Como há vários e conflituosos interesses convivendo em sociedade, a liderança política, em especial nos países democráticos, precisa produzir convergência (ela não surgirá espontaneamente, ao contrário) em torno de uma estratégia de combate que mobilize recursos para proteger os setores sociais mais vulneráveis e os elos mais débeis das cadeias de produção e distribuição de bens e serviços básicos. Deve apelar a valores que unifiquem momentaneamente a sociedade e reforcem mecanismos de cooperação e solidariedade social. Sendo o inimigo um patógeno, cabe à liderança política basear suas decisões no melhor conhecimento das ciências médicas sobre a doença e suas formas de contágio. Mas como a pandemia tem efeitos e implicações socioeconômicas amplos, é preciso mobilizar várias áreas do conhecimento. À liderança política incumbe tanto promover o esforço interdisciplinar para dar base sólida ao processo decisório quanto traduzir em linguagem acessível ao cidadão comum as razões das decisões tomadas. Para não falar no dever mínimo de não propagar fake news.
A emergência sanitária e socioeconômica exige uma combinação de qualidades que não se encontra com frequência. Requer que políticos se elevem à condição de estadistas, quase da noite para o dia. Tem melhores condições de se erguer à altura do momento quem reúne um conjunto de qualidades: capacidade de acompanhar raciocínios científicos e compreensão de problemas complexos (para os quais há sempre uma resposta simples que está errada); inteligência estratégica para determinar ações congruentes no tempo e no espaço; ampla habilidade de articulação política e interlocução social, para aumentar a eficácia das políticas públicas e corrigi-las ou ajustá-las sem alvoroço e intranquilidade quando necessário; e, por último, mas não menos importante, empatia pelas diversas formas de sofrimento físico e psíquico por que estão passando as pessoas, em especial as mais vulneráveis.

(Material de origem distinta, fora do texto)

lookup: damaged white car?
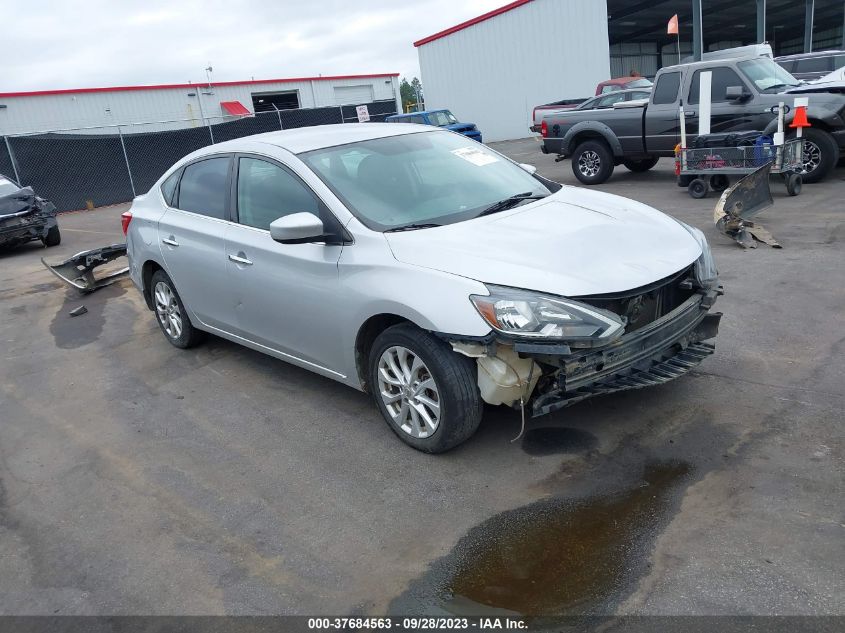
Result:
[124,124,721,453]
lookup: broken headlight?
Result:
[470,286,625,341]
[676,218,719,288]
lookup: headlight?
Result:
[470,286,625,342]
[676,219,719,288]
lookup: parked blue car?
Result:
[385,110,481,143]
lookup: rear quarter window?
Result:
[651,72,681,105]
[176,156,231,220]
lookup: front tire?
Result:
[572,141,614,185]
[150,270,203,349]
[369,323,482,453]
[622,156,660,173]
[801,127,839,182]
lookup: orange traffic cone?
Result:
[789,106,812,127]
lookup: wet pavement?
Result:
[0,147,845,615]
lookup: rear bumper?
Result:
[528,291,722,417]
[830,130,845,154]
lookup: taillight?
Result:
[120,211,132,235]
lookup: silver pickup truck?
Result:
[540,57,845,185]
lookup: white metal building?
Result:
[414,0,610,141]
[0,73,401,136]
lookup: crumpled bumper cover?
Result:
[41,244,129,293]
[528,291,722,417]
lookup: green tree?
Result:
[399,77,423,112]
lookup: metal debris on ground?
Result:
[713,163,781,248]
[41,244,129,293]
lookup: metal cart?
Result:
[675,138,804,198]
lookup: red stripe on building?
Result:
[220,101,252,116]
[0,73,399,97]
[414,0,532,46]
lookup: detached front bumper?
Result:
[528,290,722,417]
[0,214,49,246]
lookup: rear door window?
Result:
[795,57,833,74]
[651,72,681,104]
[238,157,321,231]
[176,156,231,220]
[689,66,746,103]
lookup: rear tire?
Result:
[150,270,204,349]
[792,127,839,182]
[572,140,614,185]
[368,323,482,453]
[41,224,62,248]
[622,156,660,173]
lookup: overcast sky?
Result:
[0,0,507,92]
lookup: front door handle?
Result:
[229,253,252,266]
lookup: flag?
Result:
[666,13,678,35]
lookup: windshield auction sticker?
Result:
[452,147,499,167]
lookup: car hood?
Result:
[385,186,701,297]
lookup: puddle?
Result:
[394,461,692,616]
[522,427,598,455]
[50,283,126,349]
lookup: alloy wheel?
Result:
[802,140,822,174]
[578,149,601,178]
[378,345,440,439]
[153,281,182,339]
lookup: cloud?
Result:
[0,0,505,92]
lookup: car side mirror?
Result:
[270,212,327,244]
[725,86,751,101]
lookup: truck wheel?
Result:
[369,323,483,453]
[793,127,839,182]
[41,225,62,246]
[622,156,660,173]
[687,178,709,198]
[572,141,614,185]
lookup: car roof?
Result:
[204,122,428,154]
[775,50,845,62]
[387,108,448,119]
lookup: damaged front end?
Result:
[41,244,129,293]
[447,262,722,417]
[0,181,58,247]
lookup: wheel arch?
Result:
[562,121,624,157]
[141,259,164,310]
[355,312,417,393]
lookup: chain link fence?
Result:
[0,99,396,211]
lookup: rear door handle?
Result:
[229,253,252,266]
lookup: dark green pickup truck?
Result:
[541,57,845,185]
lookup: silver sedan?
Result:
[124,123,720,452]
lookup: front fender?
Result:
[561,121,624,156]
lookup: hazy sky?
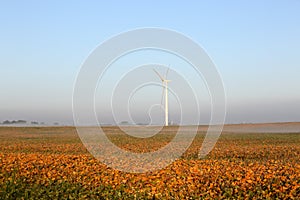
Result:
[0,0,300,124]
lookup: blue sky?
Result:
[0,0,300,124]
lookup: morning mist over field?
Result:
[0,1,300,124]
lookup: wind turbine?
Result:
[153,68,171,126]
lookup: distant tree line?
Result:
[2,120,27,124]
[0,120,48,125]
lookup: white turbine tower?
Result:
[153,68,171,126]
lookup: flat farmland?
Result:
[0,123,300,199]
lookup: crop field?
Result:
[0,126,300,199]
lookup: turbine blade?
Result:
[165,66,170,80]
[160,84,166,105]
[153,69,165,81]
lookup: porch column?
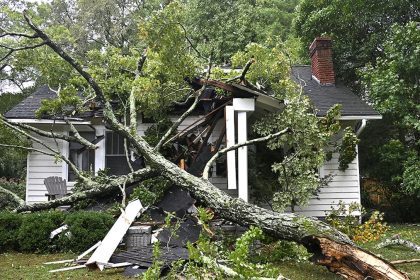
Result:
[238,112,248,202]
[95,125,106,175]
[225,106,236,190]
[233,98,255,202]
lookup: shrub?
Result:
[0,178,26,210]
[0,212,23,253]
[18,211,64,252]
[353,211,389,242]
[59,211,114,252]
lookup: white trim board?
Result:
[8,119,91,124]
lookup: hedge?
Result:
[0,211,114,253]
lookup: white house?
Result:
[5,38,381,216]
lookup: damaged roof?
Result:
[292,65,381,119]
[4,85,57,119]
[5,68,381,119]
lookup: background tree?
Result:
[361,22,420,218]
[295,0,420,220]
[0,1,407,279]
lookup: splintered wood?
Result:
[86,199,145,270]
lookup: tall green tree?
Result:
[360,22,420,197]
[294,0,420,88]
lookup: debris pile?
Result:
[46,187,202,276]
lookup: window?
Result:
[105,131,130,175]
[68,132,95,182]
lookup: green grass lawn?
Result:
[0,225,420,280]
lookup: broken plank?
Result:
[100,262,133,268]
[76,241,102,261]
[49,264,86,273]
[86,199,145,270]
[44,259,74,264]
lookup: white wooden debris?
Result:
[86,199,145,270]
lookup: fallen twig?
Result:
[391,259,420,264]
[376,237,420,252]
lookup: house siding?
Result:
[26,116,360,217]
[26,137,72,204]
[137,116,233,197]
[295,149,360,217]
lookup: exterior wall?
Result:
[26,116,360,217]
[25,124,101,204]
[137,116,231,197]
[295,149,360,217]
[26,133,72,203]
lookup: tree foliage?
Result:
[295,0,420,214]
[294,0,420,84]
[361,22,420,199]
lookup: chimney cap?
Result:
[309,36,332,57]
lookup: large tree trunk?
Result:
[10,14,408,279]
[153,153,408,280]
[18,137,408,280]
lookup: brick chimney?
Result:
[309,37,335,86]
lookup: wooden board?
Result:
[86,199,144,270]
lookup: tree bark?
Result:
[12,14,408,279]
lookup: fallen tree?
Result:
[2,10,408,279]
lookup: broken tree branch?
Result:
[376,237,420,252]
[3,118,91,183]
[128,50,147,134]
[226,58,255,83]
[15,168,157,212]
[391,259,420,264]
[201,255,289,280]
[0,27,39,39]
[0,115,97,149]
[23,12,122,130]
[203,128,291,180]
[154,55,213,151]
[14,14,407,279]
[64,118,98,150]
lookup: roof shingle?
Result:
[292,65,381,118]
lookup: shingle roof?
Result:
[292,65,381,117]
[4,85,57,119]
[5,69,381,119]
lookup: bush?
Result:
[325,201,389,242]
[0,212,23,253]
[59,211,114,252]
[18,211,64,252]
[0,211,114,253]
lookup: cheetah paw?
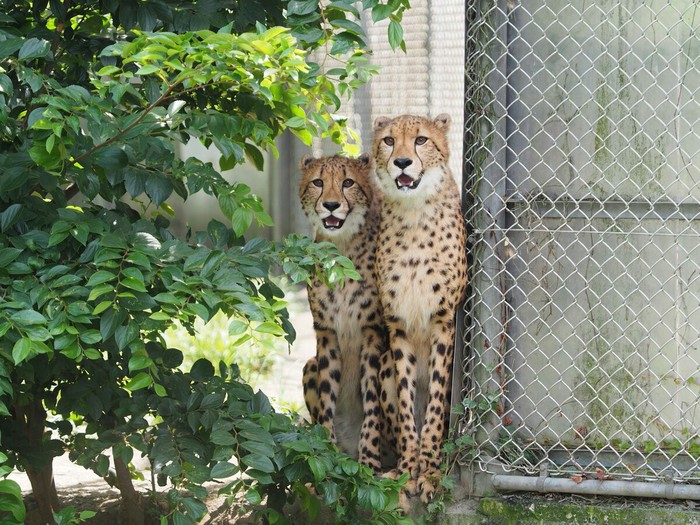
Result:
[417,472,442,503]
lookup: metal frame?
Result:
[458,0,700,499]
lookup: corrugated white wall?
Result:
[290,0,465,232]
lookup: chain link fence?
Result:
[460,0,700,483]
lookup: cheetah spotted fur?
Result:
[299,155,386,472]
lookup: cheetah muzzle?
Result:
[299,151,388,472]
[321,215,345,230]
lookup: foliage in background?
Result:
[0,0,408,525]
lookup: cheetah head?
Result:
[374,114,452,202]
[299,155,372,240]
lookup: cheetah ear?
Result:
[433,113,452,131]
[374,117,391,131]
[300,155,315,169]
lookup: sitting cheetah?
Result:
[374,114,467,501]
[300,155,386,472]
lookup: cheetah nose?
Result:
[394,157,413,170]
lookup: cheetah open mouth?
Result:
[321,215,345,230]
[394,173,421,191]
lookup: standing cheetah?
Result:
[299,155,386,472]
[374,114,467,501]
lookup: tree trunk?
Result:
[27,464,60,525]
[15,397,61,525]
[112,449,144,525]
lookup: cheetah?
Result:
[373,114,467,501]
[299,155,387,472]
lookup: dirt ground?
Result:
[10,292,316,525]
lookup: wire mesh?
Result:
[461,0,700,482]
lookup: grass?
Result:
[165,314,287,386]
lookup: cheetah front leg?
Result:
[418,317,455,502]
[358,328,384,473]
[305,325,341,443]
[301,357,321,423]
[387,317,419,493]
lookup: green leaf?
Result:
[173,512,196,525]
[124,372,153,392]
[0,248,22,268]
[153,383,168,397]
[241,454,275,474]
[307,456,326,481]
[231,208,253,237]
[92,301,114,315]
[287,0,319,15]
[95,308,127,341]
[146,173,173,206]
[372,3,394,23]
[87,270,117,288]
[0,479,26,523]
[0,203,22,232]
[10,310,46,325]
[255,322,285,337]
[190,359,214,381]
[129,353,153,372]
[388,20,403,50]
[12,337,32,365]
[182,498,207,521]
[119,277,146,292]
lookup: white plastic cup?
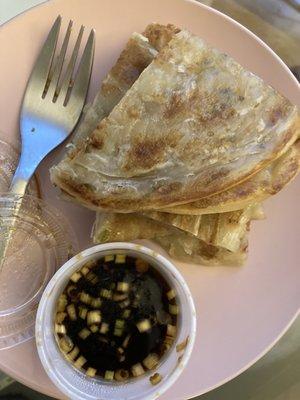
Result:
[36,243,196,400]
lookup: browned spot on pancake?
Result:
[124,138,165,170]
[127,107,140,118]
[269,106,283,125]
[163,93,184,118]
[90,132,104,150]
[157,182,182,195]
[209,168,229,182]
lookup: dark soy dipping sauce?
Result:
[55,254,179,381]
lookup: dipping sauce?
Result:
[54,254,179,381]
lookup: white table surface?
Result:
[0,0,300,400]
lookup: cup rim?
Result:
[35,242,196,400]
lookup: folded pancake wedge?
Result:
[93,213,249,265]
[70,33,157,150]
[51,31,298,212]
[142,204,262,252]
[93,204,258,252]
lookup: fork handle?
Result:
[0,151,40,272]
[9,149,41,196]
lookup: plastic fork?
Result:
[0,16,95,268]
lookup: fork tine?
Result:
[57,25,84,103]
[65,29,95,110]
[44,21,73,99]
[26,15,61,96]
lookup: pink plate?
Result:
[0,0,300,400]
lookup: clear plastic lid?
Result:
[0,194,78,349]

Agora e no futuro previsível, a estatura das lideranças políticas será medida pela demonstração concreta que tenham dado (ou não) dessas qualidades em decisões tomadas no calor da hora diante de dilemas críticos e inter-relacionados. Por exemplo: quando e sob que condições transitar de uma a outra abordagem da emergência sanitária (seja para radicalizar, seja para amenizar as medidas restritivas a atividades econômicas e à circulação de pessoas)? Até onde expandir o gasto e a dívida pública para suprir a renda perdida por famílias e empresas?
Além da eficácia das decisões tomadas, as lideranças políticas serão avaliadas pelos valores que despertarem na sociedade. Seria ingênuo descartar a possibilidade de o nacionalismo xenófobo ou o individualismo exacerbado saírem fortalecidos da crise atual. Mas existe uma boa chance de que ao final prevaleça a revalorização da cooperação internacional e da solidariedade social para enfrentar os grandes desafios coletivos da nossa época (a pobreza, a desigualdade social, as mudanças climáticas e as pandemias).

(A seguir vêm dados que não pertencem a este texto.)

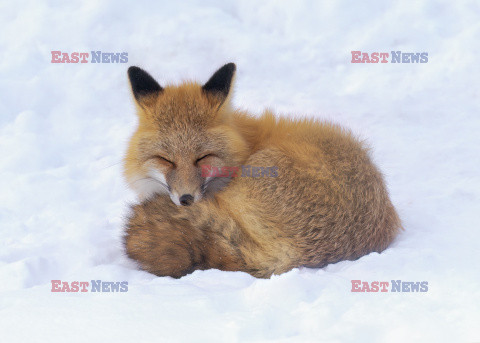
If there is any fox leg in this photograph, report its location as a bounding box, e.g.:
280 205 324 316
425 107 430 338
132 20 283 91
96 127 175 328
124 196 205 278
124 196 248 278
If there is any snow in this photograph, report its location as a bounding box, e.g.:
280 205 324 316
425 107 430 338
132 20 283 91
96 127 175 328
0 0 480 342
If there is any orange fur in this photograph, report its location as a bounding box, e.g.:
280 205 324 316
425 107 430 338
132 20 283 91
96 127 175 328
125 64 401 277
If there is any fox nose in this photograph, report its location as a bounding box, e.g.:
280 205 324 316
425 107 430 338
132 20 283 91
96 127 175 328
180 194 193 206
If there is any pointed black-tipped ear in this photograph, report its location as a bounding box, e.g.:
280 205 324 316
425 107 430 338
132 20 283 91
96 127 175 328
128 67 163 102
202 63 237 102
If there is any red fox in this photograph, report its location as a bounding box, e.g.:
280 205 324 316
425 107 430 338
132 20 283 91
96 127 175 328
125 63 401 278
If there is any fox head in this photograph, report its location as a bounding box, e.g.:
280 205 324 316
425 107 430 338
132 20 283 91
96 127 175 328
125 63 247 206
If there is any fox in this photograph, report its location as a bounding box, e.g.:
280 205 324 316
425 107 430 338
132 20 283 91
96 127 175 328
124 63 403 278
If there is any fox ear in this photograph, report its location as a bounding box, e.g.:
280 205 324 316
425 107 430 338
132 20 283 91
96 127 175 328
202 63 237 103
128 67 163 104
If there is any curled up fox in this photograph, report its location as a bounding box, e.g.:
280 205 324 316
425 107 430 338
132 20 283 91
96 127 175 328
125 63 401 278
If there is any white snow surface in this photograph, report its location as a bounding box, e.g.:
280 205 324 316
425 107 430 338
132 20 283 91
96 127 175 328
0 0 480 342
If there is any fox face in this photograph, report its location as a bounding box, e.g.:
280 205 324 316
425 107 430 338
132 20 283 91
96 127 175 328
125 63 248 206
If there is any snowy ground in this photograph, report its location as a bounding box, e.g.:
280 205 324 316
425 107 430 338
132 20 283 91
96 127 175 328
0 0 480 342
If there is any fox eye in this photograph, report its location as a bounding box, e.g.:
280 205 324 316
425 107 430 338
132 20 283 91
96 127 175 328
150 155 175 166
195 154 213 163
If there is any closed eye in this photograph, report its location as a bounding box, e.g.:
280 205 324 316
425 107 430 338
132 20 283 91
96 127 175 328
195 154 214 163
149 155 175 166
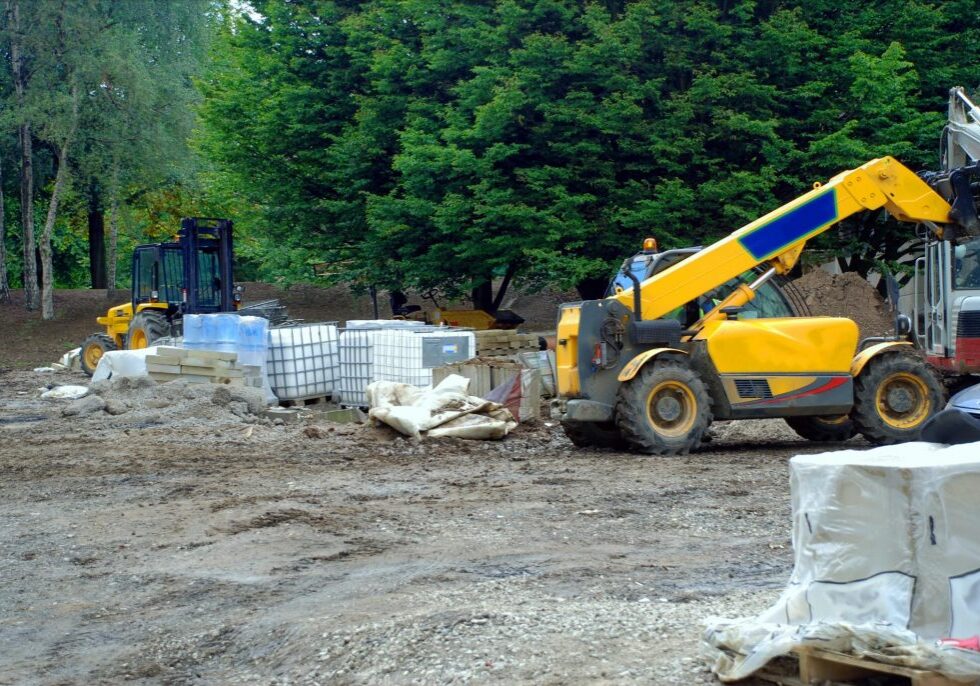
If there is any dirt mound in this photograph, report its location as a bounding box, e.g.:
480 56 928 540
793 269 895 338
62 377 265 427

Não escrevi este artigo para apontar o que antes já era óbvio ululante e agora se tornou dramaticamente claro: o Brasil está muito mal servido na Presidência da República. Seria patético, não fosse trágico, que um homem tão desprovido das qualidades para liderar o Brasil, em particular neste momento, esteja hoje ocupando o máximo cargo político do País.
Felizmente o Brasil, com suas outras lideranças, suas instituições, suas organizações da sociedade, sua gente, é bem maior e melhor do que Bolsonaro. Não há mal que sempre dure. Agora se trata de conter o imenso dano que ele pode causar. Em 2022, de evitar que a história se repita como tragédia.